Segundo a ONG Federação Internacional das Ligas de Direitos Humanos (FIDH, na sigla em francês), com sede em Paris, o genocídio prossegue em outras cidades marfinenses. "Temos informações de que as execuções continuam", afirmou Florent Geel, chefe do escritório África da FIDH.

A porta-voz de Ouattara, Anne Ouloto, negou o envolvimento das forças leais ao presidente eleito na morte de civis. Duekoue Sidiki Konate, porta-voz de Guillaume Soro, primeiro-ministro de Ouattara, disse que foram registrados 152 mortes na região - e não 800, como afirma a Cruz Vermelha. "É difícil estabelecer os que morreram durante os confrontos e os que morreram depois dos enfrentamentos. É muito cedo para estabelecer a responsabilidades", disse

Ontem, o secretário-geral da ONU, Ban Ki-moon, pediu ao presidente eleito - reconhecido pela comunidade internacional como chefe de Estado legítimo -, que apure o genocídio e exigiu que suas forças não recorram à violência excessiva.

Em Washington, a secretária de Estado dos EUA, Hillary Clinton, também condenou o massacre e exigiu que as forças do presidente eleito "respeitem as leis da guerra e cessem os ataques contra civis". Além disso, ela pediu que as forças de Ouattara se "mostrem à altura dos ideais do presidente eleito".

Diretamente envolvida nos combates em Abidjã, que entraram no terceiro dia ontem, a França anunciou o envio de mais 300 soldados, totalizando 1,4 mil no segundo front do país na África - o primeiro é a Líbia.

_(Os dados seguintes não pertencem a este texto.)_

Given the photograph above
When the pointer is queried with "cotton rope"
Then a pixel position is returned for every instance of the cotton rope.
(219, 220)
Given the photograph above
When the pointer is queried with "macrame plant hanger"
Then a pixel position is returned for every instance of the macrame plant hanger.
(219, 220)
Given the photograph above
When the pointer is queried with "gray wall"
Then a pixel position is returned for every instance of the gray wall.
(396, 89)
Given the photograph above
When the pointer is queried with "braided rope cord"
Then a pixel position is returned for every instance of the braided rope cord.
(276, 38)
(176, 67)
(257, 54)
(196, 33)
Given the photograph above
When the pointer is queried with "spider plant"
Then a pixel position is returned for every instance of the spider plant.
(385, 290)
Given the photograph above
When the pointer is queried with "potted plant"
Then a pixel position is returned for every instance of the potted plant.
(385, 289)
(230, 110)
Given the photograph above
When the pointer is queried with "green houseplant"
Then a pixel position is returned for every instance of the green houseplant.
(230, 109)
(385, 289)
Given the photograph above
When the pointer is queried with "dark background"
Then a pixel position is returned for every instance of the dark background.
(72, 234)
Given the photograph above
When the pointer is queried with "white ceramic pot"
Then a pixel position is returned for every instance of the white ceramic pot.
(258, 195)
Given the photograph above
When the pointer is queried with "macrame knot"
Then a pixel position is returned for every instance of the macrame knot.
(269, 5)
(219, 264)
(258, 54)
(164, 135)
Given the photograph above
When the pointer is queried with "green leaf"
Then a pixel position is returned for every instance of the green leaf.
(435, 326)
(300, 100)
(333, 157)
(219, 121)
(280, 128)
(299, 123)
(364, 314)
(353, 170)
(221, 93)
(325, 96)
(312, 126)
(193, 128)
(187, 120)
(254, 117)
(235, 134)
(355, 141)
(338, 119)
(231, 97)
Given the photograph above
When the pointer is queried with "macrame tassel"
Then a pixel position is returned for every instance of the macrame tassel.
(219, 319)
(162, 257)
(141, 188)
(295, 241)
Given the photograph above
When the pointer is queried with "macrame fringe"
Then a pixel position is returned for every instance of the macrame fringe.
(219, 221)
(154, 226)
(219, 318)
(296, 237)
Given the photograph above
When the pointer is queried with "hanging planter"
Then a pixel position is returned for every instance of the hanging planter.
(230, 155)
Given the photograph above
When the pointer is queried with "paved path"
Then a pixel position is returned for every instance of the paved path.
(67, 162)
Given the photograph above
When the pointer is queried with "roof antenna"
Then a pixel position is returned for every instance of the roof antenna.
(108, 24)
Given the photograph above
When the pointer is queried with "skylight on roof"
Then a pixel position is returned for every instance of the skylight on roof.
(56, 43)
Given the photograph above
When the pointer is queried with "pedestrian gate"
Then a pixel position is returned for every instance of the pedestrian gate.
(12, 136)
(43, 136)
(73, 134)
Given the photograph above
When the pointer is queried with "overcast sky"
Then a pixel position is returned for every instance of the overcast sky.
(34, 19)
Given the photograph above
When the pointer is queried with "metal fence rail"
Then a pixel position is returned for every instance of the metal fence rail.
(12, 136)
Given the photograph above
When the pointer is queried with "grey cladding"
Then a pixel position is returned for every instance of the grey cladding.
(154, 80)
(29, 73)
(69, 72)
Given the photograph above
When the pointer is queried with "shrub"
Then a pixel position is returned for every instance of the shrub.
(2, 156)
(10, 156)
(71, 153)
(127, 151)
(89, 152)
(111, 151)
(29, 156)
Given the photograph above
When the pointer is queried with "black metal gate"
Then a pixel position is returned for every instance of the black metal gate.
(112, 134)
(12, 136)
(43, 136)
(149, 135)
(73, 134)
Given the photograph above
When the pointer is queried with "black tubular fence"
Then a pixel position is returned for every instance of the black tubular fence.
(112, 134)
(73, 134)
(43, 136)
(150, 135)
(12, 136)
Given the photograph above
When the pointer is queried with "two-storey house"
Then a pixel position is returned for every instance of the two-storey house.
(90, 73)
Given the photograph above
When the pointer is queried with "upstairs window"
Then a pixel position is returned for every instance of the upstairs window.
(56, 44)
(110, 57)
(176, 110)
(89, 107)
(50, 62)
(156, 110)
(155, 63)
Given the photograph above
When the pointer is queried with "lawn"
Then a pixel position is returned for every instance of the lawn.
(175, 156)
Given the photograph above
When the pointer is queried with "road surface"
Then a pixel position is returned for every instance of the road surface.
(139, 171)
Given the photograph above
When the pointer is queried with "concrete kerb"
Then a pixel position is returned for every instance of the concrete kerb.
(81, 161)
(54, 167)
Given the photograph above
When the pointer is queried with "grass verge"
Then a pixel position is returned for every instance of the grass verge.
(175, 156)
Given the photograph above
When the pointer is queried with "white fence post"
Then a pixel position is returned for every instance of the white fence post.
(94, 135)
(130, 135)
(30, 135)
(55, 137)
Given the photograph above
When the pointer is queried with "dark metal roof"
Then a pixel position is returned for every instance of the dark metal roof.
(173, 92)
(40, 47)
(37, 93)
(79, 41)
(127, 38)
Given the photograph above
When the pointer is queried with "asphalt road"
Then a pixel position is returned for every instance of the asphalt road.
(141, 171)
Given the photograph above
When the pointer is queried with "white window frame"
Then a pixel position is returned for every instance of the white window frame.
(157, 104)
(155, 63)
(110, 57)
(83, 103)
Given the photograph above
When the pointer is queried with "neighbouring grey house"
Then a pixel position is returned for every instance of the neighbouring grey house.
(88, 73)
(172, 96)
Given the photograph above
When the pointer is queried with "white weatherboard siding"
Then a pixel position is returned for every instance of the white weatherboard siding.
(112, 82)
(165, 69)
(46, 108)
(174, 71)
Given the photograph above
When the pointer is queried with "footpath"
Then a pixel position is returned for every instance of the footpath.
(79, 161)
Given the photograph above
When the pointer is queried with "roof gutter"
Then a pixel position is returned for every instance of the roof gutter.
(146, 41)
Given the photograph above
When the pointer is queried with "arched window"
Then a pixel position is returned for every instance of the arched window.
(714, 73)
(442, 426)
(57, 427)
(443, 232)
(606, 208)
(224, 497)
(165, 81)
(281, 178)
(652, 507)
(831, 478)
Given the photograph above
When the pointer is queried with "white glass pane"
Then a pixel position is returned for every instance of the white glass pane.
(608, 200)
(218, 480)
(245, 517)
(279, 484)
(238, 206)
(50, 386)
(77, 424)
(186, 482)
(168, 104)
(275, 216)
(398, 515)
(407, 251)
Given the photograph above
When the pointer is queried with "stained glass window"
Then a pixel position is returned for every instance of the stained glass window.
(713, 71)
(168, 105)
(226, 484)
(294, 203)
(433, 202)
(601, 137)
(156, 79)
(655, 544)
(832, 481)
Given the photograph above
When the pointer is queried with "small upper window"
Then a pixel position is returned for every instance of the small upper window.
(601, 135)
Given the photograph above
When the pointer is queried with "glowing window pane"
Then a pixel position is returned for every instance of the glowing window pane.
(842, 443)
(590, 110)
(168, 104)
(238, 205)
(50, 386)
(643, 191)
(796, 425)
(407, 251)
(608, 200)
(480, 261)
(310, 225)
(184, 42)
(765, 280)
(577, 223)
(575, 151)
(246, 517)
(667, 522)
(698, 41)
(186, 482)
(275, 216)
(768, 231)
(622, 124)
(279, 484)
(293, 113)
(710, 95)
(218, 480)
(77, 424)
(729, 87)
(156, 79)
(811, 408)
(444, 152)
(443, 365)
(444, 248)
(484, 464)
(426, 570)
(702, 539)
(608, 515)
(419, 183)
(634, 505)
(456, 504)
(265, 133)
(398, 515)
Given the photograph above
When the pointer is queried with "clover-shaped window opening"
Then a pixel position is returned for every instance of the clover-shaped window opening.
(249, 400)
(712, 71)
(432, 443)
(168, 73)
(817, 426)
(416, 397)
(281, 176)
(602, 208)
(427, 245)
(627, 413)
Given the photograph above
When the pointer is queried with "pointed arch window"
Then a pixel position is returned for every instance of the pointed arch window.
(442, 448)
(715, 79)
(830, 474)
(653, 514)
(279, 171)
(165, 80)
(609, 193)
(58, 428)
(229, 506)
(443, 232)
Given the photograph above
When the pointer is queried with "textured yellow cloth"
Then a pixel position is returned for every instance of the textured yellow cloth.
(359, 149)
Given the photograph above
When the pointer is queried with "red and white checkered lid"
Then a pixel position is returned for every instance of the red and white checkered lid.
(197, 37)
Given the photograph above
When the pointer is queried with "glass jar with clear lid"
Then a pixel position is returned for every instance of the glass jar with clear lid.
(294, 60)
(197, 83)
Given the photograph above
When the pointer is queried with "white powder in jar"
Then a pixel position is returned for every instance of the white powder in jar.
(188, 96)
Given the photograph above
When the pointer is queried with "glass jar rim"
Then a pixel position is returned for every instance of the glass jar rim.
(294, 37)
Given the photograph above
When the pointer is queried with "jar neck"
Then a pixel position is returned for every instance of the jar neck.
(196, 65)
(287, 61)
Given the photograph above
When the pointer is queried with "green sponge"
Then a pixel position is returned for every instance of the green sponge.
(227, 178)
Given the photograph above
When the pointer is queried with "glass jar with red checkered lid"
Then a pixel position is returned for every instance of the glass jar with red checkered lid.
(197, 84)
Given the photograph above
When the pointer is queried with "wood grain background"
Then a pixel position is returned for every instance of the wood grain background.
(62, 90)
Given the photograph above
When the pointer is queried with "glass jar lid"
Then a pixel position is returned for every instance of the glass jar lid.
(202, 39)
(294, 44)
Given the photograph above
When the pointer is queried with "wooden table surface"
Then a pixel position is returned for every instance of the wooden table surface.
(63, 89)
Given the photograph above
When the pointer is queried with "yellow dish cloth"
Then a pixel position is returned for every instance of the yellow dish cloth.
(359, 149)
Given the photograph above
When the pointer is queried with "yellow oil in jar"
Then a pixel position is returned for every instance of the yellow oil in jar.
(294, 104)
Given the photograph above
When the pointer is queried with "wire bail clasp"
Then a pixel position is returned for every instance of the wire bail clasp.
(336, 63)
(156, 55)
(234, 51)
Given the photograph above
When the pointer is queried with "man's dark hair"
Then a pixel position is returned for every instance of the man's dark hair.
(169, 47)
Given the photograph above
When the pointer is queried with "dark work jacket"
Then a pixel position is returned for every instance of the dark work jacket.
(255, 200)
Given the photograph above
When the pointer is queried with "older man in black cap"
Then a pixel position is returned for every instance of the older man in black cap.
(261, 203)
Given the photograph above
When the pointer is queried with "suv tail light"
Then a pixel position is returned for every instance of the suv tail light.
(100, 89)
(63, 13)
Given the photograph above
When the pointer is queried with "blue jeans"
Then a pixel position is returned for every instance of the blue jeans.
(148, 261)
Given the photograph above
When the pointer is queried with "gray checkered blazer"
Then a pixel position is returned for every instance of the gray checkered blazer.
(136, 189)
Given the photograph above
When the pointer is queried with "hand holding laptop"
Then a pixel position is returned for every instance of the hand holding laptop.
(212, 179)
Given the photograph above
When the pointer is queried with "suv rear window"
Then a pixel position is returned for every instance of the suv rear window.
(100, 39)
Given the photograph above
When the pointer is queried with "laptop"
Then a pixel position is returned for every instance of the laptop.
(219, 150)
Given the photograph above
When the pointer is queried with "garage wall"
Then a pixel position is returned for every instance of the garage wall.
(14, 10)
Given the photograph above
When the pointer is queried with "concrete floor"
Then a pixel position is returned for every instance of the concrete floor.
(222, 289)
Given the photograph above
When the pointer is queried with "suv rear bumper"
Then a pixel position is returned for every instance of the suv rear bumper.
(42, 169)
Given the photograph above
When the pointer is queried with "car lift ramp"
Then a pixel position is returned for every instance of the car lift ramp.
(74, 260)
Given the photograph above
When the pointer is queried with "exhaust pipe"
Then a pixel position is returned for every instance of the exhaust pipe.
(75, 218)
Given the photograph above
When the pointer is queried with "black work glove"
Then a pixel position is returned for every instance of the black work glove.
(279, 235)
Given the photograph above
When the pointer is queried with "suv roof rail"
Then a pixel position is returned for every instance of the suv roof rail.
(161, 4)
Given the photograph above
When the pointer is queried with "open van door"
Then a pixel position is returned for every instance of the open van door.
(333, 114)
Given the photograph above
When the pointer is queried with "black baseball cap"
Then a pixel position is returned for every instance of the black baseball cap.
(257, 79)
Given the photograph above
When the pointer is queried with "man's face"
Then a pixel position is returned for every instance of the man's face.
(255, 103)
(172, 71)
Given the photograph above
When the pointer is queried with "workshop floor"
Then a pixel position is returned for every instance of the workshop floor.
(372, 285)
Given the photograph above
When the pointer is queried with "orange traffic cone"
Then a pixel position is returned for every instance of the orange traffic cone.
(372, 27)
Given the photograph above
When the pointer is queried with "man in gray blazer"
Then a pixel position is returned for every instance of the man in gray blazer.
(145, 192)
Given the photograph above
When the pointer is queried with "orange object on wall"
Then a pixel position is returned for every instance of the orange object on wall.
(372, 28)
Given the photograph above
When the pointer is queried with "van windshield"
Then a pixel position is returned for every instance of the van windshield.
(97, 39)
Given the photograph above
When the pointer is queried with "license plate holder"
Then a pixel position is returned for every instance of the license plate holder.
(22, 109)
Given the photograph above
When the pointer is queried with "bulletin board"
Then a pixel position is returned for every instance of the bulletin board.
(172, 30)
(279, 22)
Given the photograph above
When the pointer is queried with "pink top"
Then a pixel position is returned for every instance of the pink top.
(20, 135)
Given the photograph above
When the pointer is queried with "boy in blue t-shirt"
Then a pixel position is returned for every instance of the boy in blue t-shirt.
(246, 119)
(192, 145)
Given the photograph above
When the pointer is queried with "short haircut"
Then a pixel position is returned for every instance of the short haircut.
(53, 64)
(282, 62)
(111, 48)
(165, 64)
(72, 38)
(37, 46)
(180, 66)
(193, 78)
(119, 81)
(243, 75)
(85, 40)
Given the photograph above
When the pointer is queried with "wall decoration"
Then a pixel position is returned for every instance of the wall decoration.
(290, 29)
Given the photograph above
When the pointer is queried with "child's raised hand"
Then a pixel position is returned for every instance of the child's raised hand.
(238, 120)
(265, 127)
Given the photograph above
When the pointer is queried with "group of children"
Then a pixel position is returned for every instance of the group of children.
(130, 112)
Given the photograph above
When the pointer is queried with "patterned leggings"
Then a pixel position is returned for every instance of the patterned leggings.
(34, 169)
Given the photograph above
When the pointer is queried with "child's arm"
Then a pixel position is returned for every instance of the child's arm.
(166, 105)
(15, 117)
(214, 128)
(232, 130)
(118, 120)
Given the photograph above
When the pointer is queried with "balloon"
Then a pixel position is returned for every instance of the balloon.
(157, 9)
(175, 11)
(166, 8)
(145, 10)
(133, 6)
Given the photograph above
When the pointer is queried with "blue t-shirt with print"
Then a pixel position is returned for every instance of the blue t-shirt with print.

Ontem, o Exército francês tomou o controle do aeroporto de Abidjã, com o objetivo de reabri-lo para uso civil e militar. Cerca de 1,6 mil estrangeiros aguardam para deixar o país. Em resposta à intervenção de Paris, a TV estatal marfinense afirmou que o governo francês prepara um massacre da população do país. "O genocídio ruandês será feito na Costa do Marfim pelos homens de Sarkozy", dizia a mensagem.

PARA LEMBRAR

Ouattara venceu Gbagbo nas urnas

No dia 28 de novembro, o segundo turno das eleições presidenciais da Costa do Marfim foi vencido por Alassane Ouattara. No poder desde 2000, porém, o presidente Laurent Gbagbo rejeitou o resultado e se recusou a deixar o cargo. Desde então, os adversários começaram a luta pela presidência. O mandato de Gbagbo já havia acabado em 2005, mas as eleições foram adiadas com a desculpa de que a instabilidade não permitia a votação. Semana passada, Ouattara lançou uma ofensiva que tomou a capital do país, Yamoussoukro, e o principal porto exportador de cacau - insumo que sustenta a economia local. Estima-se que mais de 80% da Costa do Marfim já esteja nas mãos de Ouattara. A batalha por Abidjã, principal cidade do país, é decisiva para o desfecho da crise. Cerca de 2,5 mil homens de Gbagbo defendem o palácio e a residência do presidente de facto. Enfrentando ainda deserções e pressões internacionais, Gbagbo está isolado. A notícia de que forças de Ouattara seriam responsáveis pelo massacre de Duekoue, portanto, é uma péssima notícia para a legitimidade do futuro governo marfinense.